Relaxed policemen seemed to be on all street corners and we had 
no idea just where our bunch of freaks were assembling. Eventually I asked one of the ubiquitous coppers where the Reclaim the Streets party was happening - he thought a moment then directed us staight there, just in time to see the first of the tripods going up. 'Animal' had secured a policewoman's helmet at the front line and, holding a bottle of bubbly, it was roped up to the tripod-dweller aloft - to cheers from the assembled partygoers. Finally the sound system arrived amidst us. Five had set out to penetrate the police lines and one had made it - you only need one.

The authorities were outfoxed yet again and the wildest group of highly-charged eco-warriors staged a stomping party in Birmingham's famous city centre Bull Ring. The women dressed sexy and the men were either dressed in drag, or as clowns. It must be difficult for a policeman to grab hold of a beaded and bearded protester dressed in a tutu and see-through black lace top.
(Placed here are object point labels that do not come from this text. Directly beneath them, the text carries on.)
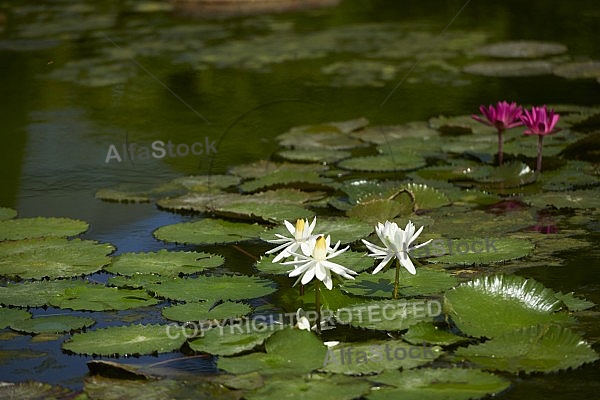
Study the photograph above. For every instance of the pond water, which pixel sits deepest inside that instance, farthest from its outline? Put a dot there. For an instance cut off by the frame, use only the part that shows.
(80, 78)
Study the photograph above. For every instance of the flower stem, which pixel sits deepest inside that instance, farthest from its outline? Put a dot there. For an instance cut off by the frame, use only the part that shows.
(318, 306)
(538, 168)
(397, 281)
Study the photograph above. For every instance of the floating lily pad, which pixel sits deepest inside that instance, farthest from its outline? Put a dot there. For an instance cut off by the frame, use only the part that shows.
(426, 332)
(281, 355)
(164, 262)
(438, 384)
(28, 228)
(493, 305)
(540, 348)
(10, 315)
(384, 163)
(206, 311)
(7, 213)
(52, 324)
(233, 339)
(510, 68)
(52, 257)
(477, 251)
(374, 357)
(208, 231)
(236, 287)
(425, 282)
(125, 340)
(522, 49)
(95, 297)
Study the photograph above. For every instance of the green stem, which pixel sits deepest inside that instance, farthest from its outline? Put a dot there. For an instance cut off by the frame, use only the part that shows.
(397, 281)
(318, 305)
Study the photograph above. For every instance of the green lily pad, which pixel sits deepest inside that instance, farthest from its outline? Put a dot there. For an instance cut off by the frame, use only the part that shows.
(381, 285)
(282, 355)
(236, 287)
(426, 332)
(477, 251)
(232, 339)
(540, 348)
(438, 384)
(493, 305)
(374, 357)
(52, 324)
(384, 163)
(125, 340)
(7, 213)
(28, 228)
(164, 262)
(95, 297)
(208, 231)
(205, 311)
(52, 257)
(10, 315)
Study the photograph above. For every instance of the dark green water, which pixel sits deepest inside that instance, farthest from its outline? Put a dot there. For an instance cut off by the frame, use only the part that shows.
(59, 119)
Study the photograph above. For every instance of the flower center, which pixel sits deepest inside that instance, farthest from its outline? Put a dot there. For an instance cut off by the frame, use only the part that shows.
(320, 250)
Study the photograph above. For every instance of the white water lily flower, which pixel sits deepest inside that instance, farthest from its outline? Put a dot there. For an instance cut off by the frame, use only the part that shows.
(315, 262)
(300, 235)
(397, 244)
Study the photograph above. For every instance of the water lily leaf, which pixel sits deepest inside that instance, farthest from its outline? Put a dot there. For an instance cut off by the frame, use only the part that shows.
(205, 311)
(568, 199)
(430, 333)
(52, 324)
(388, 315)
(281, 356)
(7, 213)
(28, 228)
(164, 262)
(313, 387)
(578, 70)
(476, 251)
(425, 282)
(10, 315)
(510, 68)
(438, 384)
(34, 294)
(540, 348)
(384, 163)
(52, 257)
(95, 297)
(321, 155)
(125, 340)
(230, 340)
(235, 287)
(493, 305)
(208, 231)
(522, 49)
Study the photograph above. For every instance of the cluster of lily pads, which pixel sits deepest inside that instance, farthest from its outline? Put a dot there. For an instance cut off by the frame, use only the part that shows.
(493, 320)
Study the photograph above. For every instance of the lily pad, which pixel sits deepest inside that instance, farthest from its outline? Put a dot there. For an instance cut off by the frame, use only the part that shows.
(52, 257)
(236, 287)
(231, 339)
(206, 311)
(124, 341)
(493, 305)
(540, 348)
(164, 262)
(438, 384)
(208, 231)
(52, 324)
(374, 357)
(28, 228)
(380, 285)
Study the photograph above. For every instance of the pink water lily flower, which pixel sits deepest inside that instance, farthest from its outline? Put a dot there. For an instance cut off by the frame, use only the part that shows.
(539, 121)
(503, 116)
The party is the battlefield and we pick the terrain; the stronger the party, the harder it is for the police to stop. It wasn't until past ten o'clock, as darkness settled in, that the police finally advanced en masse upon the sound system, leading to a slow and dignified wind-down of the event.



The whole city centre was now sealed off and the world's most powerful politicians were forced to make alternative arrangements for their dinner. During this stage I wandered through police ranks a couple of times, going from "our territory" into that which they now controlled, and back again.

Whilst finally making our way out of the Bull Ring, we briefly stopped to tend a young victim of the day's only usage of CS gas. He was suffering badly and my medically inclined friend Nigel looked after him. As our now bedraggled group of about ten continued on our way, we found a ranked masse of uniformed police advancing 20 yards behind us, in a strangely Roman fashion. They seemed to be timing their gait to the speed with which I was pushing my wheelchair up the medium gradient. Our group constantly taunted the approaching police, occasionally wiggling bare asses at them as they followed. As we came out of the traffic contraflows and reached our first possible exit piont at a pedstrian crossing, half of our group peeling left and half right.

I stopped in the middle of the pedestrian island and watched the ranks stride purposefully foreward, now with nobody in front of them. I wondered mischievously what would have happened had we fell into place twenty yards behind them and continued the rattling. The locals we now passed were very curious, with policemen now marching along empty streets, and asked us more than once what had been going on. I kept replying that I thought this was the annual Birmingham Policeman's Walk - presumably some olde English custom.

The party? You had to be there to feel that power. It was more real human power than any of those superpower leaders tap into during an entire lifetime. I've been to a few good parties, but would have traded most of them whole for a paticular five minutes at this one.